Elaine Pagels “sees in gnosticism a ‘powerful alternative to…orthodox Christian tradition,’ an alternative she clearly finds attractive,” a Kirkus Reviews’ critic writes about her book, The Gnostic Gospels. Trouble is, “gnostic tenets were repressed by mainstream Christianity because, Pagels claims, they constituted a political threat to the [church] hierarchy.” In The Guardian, the former archbishop of Edinburgh, Richard Holloway concurs: “…scholars like Pagels are beginning to regret that the victory was so overwhelming and one-sided.”
It’s no wonder the church fathers were troubled: Gnostics, “In surprisingly modern fashion”—back to the Kirkus critique—”cultivated a religion that stressed personal enlightenment over corporate belonging.” Writer John Pistelli observes: the gnostic vision, “with its emphasis on individual spiritual experience, as against all hierarchies and establishments,” has “perennial appeal—if only to artists, mystics, and other anti-social types.”

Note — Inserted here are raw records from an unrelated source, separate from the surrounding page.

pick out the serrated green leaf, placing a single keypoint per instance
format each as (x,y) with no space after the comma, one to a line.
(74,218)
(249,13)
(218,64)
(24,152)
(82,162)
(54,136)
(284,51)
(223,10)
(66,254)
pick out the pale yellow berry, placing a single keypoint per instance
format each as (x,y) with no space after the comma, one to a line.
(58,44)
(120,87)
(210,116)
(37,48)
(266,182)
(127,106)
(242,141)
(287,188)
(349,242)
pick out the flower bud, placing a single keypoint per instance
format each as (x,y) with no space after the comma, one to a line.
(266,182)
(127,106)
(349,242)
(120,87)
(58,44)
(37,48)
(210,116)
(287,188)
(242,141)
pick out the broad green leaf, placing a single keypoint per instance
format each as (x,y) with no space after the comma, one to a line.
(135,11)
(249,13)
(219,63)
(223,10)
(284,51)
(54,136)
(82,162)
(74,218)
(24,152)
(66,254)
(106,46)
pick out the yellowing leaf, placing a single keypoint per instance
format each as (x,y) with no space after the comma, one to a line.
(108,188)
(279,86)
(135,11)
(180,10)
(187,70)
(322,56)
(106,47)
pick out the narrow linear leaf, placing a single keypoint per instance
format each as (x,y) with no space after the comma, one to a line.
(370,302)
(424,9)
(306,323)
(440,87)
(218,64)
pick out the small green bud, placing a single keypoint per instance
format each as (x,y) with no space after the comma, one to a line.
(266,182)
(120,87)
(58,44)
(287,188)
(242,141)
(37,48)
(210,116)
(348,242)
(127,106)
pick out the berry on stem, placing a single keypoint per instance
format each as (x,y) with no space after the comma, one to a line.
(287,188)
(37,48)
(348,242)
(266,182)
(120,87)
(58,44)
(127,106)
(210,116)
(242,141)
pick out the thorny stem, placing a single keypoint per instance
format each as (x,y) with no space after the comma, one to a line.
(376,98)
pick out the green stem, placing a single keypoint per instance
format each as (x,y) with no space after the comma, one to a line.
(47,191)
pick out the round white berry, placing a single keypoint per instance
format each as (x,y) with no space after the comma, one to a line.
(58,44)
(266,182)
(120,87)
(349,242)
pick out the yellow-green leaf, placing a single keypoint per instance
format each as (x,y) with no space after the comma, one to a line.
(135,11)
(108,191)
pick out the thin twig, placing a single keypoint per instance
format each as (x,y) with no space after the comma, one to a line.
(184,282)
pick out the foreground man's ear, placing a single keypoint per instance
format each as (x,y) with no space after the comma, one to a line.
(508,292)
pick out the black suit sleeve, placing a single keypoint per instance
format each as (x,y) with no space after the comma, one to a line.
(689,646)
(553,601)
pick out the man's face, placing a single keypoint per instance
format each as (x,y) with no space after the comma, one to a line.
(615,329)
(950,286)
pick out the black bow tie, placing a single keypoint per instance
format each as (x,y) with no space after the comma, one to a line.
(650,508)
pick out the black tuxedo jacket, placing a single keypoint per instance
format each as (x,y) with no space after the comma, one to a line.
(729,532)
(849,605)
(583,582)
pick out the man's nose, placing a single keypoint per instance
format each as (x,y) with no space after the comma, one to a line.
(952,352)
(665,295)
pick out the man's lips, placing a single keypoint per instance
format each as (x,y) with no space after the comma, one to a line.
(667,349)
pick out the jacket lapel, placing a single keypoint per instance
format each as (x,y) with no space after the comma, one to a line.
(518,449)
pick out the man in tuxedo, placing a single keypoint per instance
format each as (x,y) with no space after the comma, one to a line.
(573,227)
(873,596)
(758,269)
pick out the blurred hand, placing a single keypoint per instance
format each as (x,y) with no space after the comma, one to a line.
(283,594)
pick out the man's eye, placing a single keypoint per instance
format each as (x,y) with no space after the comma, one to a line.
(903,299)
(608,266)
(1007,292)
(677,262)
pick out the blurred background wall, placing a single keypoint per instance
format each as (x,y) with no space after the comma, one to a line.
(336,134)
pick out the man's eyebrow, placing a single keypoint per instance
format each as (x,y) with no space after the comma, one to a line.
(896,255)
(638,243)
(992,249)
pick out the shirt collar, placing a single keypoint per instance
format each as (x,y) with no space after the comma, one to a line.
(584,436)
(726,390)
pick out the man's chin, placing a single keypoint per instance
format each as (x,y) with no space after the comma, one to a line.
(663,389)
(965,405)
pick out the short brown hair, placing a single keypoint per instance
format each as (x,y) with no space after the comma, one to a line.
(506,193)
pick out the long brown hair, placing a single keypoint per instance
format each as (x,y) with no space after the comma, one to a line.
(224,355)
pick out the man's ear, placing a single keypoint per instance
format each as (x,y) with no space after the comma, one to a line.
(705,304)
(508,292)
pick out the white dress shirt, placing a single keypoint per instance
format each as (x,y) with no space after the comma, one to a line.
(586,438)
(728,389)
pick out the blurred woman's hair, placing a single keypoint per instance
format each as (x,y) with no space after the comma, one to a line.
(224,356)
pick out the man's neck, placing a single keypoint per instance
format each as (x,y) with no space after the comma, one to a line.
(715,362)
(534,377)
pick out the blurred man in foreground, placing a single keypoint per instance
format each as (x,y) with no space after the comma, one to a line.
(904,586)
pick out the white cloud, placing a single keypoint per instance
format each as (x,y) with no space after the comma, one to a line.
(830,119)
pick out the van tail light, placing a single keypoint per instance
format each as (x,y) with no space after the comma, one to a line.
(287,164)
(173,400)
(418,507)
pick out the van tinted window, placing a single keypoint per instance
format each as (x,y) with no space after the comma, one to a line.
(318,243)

A trove of early-Christian writings were discovered at Nag Hammadi in Egypt in 1945, and, once available for study, Pagels latched on to them. A professor of religion at Princeton University, she “made the translation and interpretation of these texts her life’s work,” Holloway explains. Oh, and the Modern Library chose her book as “one of the 100 best books of the 20th century.”